Sloterdijk predispone un articolato dispositivo tattico per aggredire le posizioni dell'avversario. La critica morale che rivolge implicitamente ai suoi avversari, come di solito sono quelle che si riferiscono ad una eterogenesi dei fini, è un espediente per forzarne le difese, per far breccia nelle sue palizzate. Una volta istallatosi all'interno del presidio nemico, comincia la sua opera di distruzione e nello stesso tempo di occupazione di spazi teorici, ricostruendo passaggio dopo passaggio l'affermazione della globalizzazione che, più che fenomeno contemporaneo, si identifica con la modernità. Assistiamo così a un mutamento decisivo nella scansione e organizzazione dello spazio, i cui simboli divengono l'oceano ed il navigare, secondo vettori di movimento: linee, direzioni, stasi e ripartenze, mete: l'oriente diviene il principio regolatore di un mondo che per la prima volta si evidenzia totale (e da qui l'uso del mappamondo) e nello stesso tempo locale (e quindi l'importanza delle cartine). Un mondo in cui più che la stasi della presenza, è la molteplicità degli attraversamenti che scopre panorami e realtà stratificate. Il sogno diviene il corollario necessario della "apertura ad oriente", l'immagine accompagna, qualifica e stimola il viaggio. L'immagine, la fascinazione fantasmatica, sono iscindibili dal progetto di conquista da cui nasce la globalizzazione, che spinge avventurieri a procacciare affari e fortuna in nuove terre. Nulla di nobile c'è nella "scoperta" dell'America di Colombo o nelle esplorazioni di Magellano. Nulla di "elevato" o scentificamente puro c'è nella nascita della scienza cartografica o nelle scoperte che seguiranno. La logica della scoperta è già di per sè una tattica di conquista che porta il segno della guerra. Pizzarro e Cortes, sono l'espressione compiuta della antropologia della globalizzazione: imprendiori-guerrieri che pianificano le tappe delle loro esplorazioni sul mero calcolo dei guadagni, e che non mettono le stragi neanche nel conto dei costi. Per questo la globalizzazione suona della liquidità e orizzontalità non tanto, o non solo, degli oceani, quanto del denaro. I luoghi, le geografie, le cartografie e i personaggi divengono i sintagmi di una nuova grammatica filosofica, sicuramente debitrice di Deleuze e Foucault, il cui testo è formato dai processi e dalle forze che attraversano - e colonizzano - lo spazio.

Sloterdijk, lavorando abilmente con il registro del paradosso e dell'ironia, strappa così la storia della modernità globalizzata alle altezze del progresso e dell'ecumene per abbassarla alla materialità della conquista dello spazio-mondo. La lettura di categorie prettamente moderne muta così radicalmente: la democrazia occidentale, che ora si rivela efficace istituzione di conquista; il cattolicesimo, che con taglio anarchico Sloterdijk legge come oppio degli oppressi; il razionalismo illuminato e laico europeo, potente strumento concettuale, filosofico, di riduzione della molteplicità ad unico principio. E in controluce traspare il salto concettuale che è contenuto centrale dell'opera: il decentramento del pensiero, possibilità di contatto con esperienze e storicità molteplici.
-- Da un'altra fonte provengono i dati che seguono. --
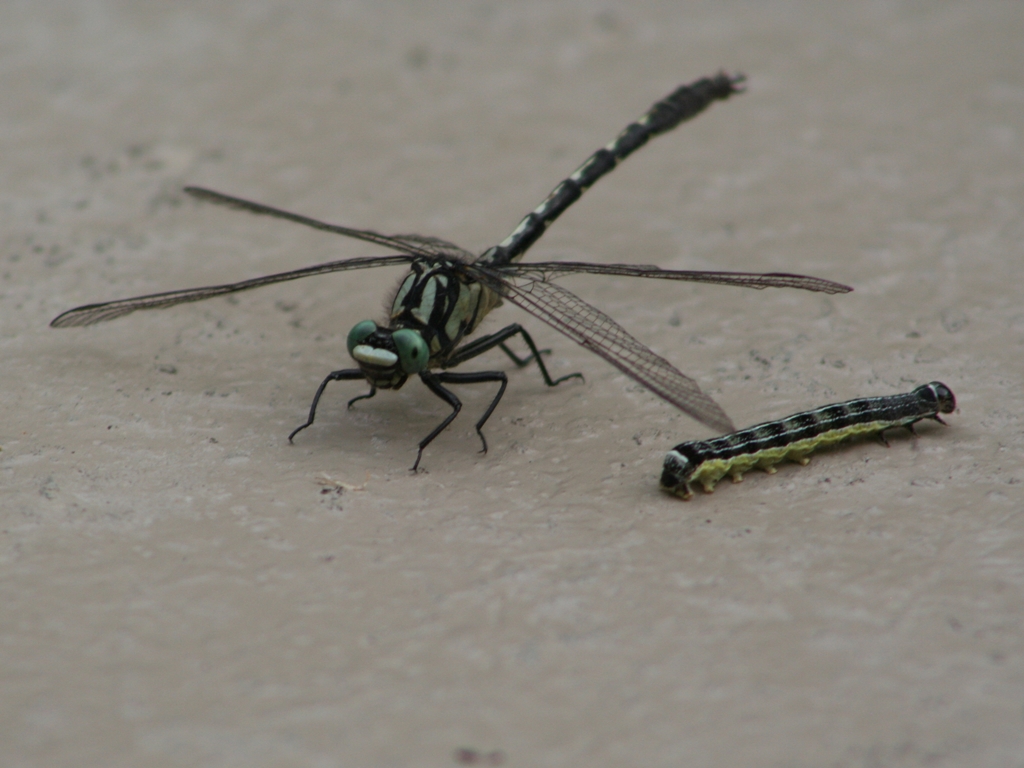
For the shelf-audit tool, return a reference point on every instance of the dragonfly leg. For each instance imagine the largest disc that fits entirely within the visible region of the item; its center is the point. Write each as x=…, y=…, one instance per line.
x=521, y=361
x=434, y=381
x=481, y=345
x=347, y=375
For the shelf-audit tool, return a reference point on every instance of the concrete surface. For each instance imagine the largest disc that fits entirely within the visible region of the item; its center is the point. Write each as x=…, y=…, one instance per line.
x=180, y=587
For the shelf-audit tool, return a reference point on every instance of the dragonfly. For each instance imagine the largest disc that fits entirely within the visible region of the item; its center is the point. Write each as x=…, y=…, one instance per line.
x=449, y=291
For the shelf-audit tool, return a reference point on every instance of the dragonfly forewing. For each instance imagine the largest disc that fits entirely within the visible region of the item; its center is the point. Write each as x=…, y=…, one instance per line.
x=595, y=331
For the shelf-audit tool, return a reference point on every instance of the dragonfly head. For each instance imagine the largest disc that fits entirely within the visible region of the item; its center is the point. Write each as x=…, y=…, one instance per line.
x=387, y=357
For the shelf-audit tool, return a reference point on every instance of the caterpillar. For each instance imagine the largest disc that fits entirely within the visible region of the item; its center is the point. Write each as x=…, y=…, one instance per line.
x=764, y=445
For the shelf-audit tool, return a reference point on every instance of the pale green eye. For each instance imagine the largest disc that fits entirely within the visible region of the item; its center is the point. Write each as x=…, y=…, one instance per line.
x=413, y=352
x=359, y=333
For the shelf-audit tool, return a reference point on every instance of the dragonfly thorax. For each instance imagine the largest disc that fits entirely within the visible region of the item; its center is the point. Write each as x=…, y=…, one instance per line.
x=442, y=302
x=386, y=356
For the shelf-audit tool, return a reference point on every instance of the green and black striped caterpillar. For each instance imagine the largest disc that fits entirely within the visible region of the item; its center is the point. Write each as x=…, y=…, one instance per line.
x=764, y=445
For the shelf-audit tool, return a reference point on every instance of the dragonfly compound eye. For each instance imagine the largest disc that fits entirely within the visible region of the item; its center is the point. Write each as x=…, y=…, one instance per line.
x=359, y=333
x=413, y=352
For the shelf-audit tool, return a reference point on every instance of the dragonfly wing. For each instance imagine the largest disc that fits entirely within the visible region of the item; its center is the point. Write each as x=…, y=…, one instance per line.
x=91, y=313
x=595, y=331
x=414, y=244
x=550, y=269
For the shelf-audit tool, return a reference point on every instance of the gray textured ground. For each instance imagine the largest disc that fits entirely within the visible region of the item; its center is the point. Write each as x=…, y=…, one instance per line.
x=181, y=587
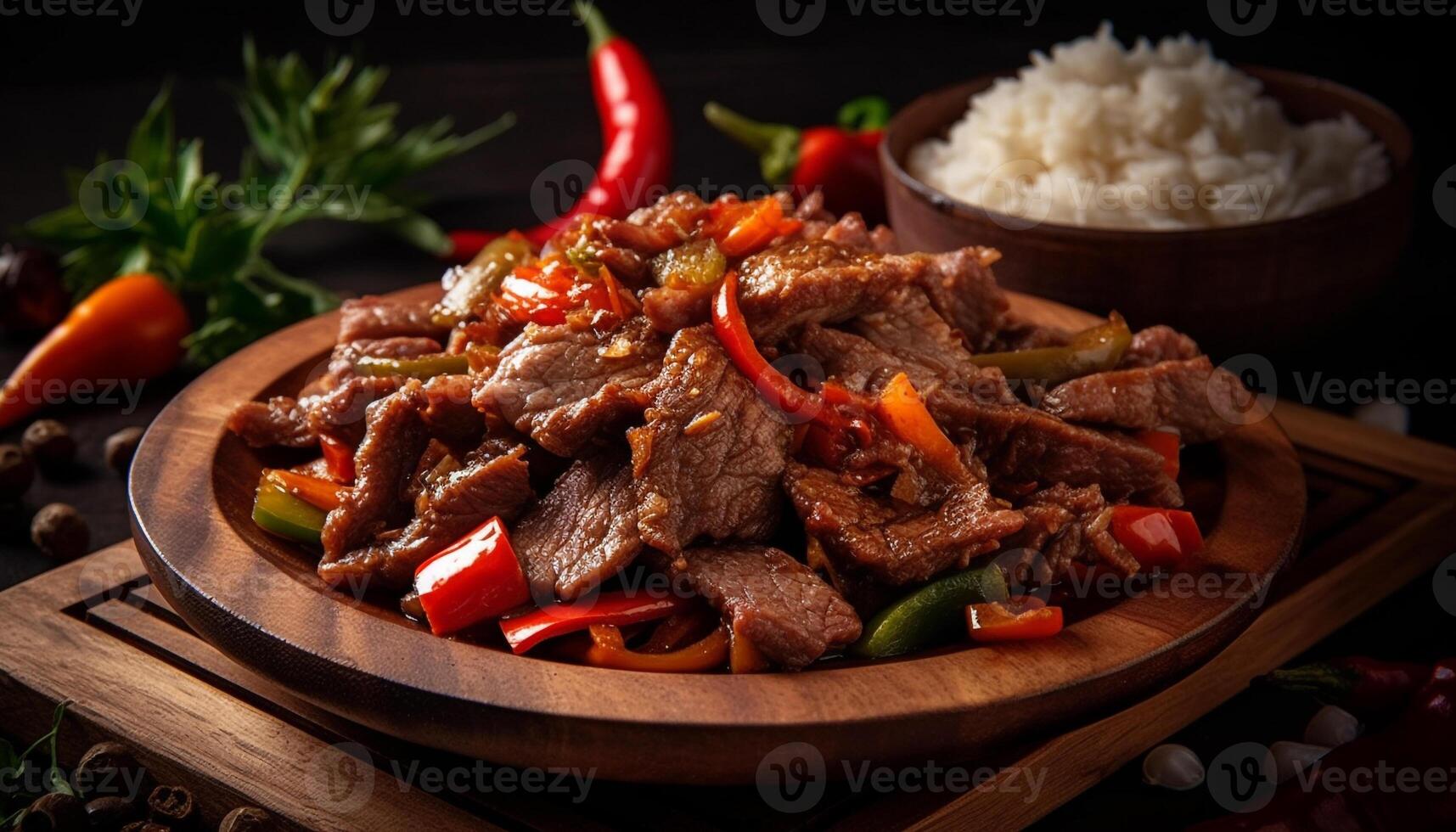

Fare del pensiero un esperienza di relazione non definita e in costante costruzione, e quindi giocare fino in fondo il legame tra pensiero e storia, è il tentativo di una critica credibile alla crisi indotta dalla modernità. Il recupero indiretto della differenza culturale, della diversità dei luoghi e degli sguardi non è un'operazione di relativismo postmoderno, come purtroppo troppo spesso accade, ma è schierarsi a fianco di coloro che sono annichiliti dal desiderio di conquista totalizzante e guerresca della globalizzazione, praticando un pensiero che, sentendosi parte piuttosto che tutto, prende posizione.